Maarten Inghels
IK VERTEL JOU NOG WEL DAT KLEINE GEHEIMPJE OF
IK VERTEL JOU NOG WEL DAT KLEINE GEHEIMPJE OF
Ik vertel jou nog wel dat kleine geheimpje of
beantwoord getrouw je vragen maar eerst dien ik
nog de dons te verlaten en te dwalen rond ons huis:
je kent het Indische vrouwtje van de nachtwinkel dat zelden gelukkig is
met haar man (waarom heeft ze geen rode bol op haar voorhoofd?
ze werkt te hard voor mijn pakje blauwe Pall Mall, negentien sigaretten,
per dag & haar diepgevroren pizza's hebben geen prijs naar waarde),
misschien is er een verklaring te zoeken in haar onverstaanbare
telefoontjes naar haar thuisland met de hoorn ver van de mond,
have a nice day, zei ik.
Ik kom stilaan bij je terug
als een boemerang zal ik in je gezicht kletsen
maar eerst nog tijdschriften en de krant kopen bij
dagbladenhandel Sonia, Sonia
is altijd vriendelijk maar ik durf te wedden bij elke klant.

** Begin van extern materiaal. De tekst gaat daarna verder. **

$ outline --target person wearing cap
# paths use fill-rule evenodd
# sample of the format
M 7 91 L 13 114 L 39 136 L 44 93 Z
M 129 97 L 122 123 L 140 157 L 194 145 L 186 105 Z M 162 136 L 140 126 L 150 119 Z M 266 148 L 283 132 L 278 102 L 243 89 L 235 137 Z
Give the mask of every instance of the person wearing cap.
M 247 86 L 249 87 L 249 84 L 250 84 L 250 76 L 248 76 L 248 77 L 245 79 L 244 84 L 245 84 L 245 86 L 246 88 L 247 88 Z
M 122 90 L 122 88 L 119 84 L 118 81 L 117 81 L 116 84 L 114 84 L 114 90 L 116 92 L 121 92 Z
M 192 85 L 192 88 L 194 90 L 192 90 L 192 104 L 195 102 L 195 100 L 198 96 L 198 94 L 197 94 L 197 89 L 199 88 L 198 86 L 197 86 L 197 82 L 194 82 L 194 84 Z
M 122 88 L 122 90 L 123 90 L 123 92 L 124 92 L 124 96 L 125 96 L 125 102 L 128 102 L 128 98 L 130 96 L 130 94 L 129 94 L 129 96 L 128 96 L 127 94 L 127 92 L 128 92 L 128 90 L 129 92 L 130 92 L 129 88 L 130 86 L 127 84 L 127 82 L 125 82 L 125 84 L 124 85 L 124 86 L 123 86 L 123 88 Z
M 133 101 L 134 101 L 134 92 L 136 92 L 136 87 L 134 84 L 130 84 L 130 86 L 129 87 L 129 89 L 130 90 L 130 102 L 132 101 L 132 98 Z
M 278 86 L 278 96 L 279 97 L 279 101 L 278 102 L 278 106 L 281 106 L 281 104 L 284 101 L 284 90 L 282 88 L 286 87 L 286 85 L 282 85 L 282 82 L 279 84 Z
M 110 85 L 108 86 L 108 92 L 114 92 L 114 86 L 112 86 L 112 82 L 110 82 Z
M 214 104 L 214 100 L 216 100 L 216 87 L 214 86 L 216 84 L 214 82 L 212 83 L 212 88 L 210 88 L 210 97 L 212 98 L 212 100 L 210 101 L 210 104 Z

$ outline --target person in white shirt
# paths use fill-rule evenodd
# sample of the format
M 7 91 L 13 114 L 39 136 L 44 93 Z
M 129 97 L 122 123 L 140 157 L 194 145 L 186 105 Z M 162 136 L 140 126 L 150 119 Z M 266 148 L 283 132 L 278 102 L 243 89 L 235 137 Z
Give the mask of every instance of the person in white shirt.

Sonia kloeg over de werken in de straat, Sonia kloeg
over de graffiti, ik kloeg over mijn zesde fiets die is gestolen.
Een slot doet wonderen, zei zij. Ik zei: ik heb/ik had een slot.
Onze praatjes
worden steeds korter.
Schoenmaker Marino berispte me met mijn kapotte hak,
waarom ik mijn schoenen op de verkeerde manier uittrek, er zijn
wel zeven manieren om je schoen uit te doen, wist je dat?,
& wel honderden om er mee te lopen. Maar zelfs onze straat
is voor mij te lang om doorheen te wandelen
op elke stap keer ik terug.
De bouwvakkers fluiten, de bouwvakkers fluiten de hele dag door
maar nooit naar mij, ik heb geen rokje.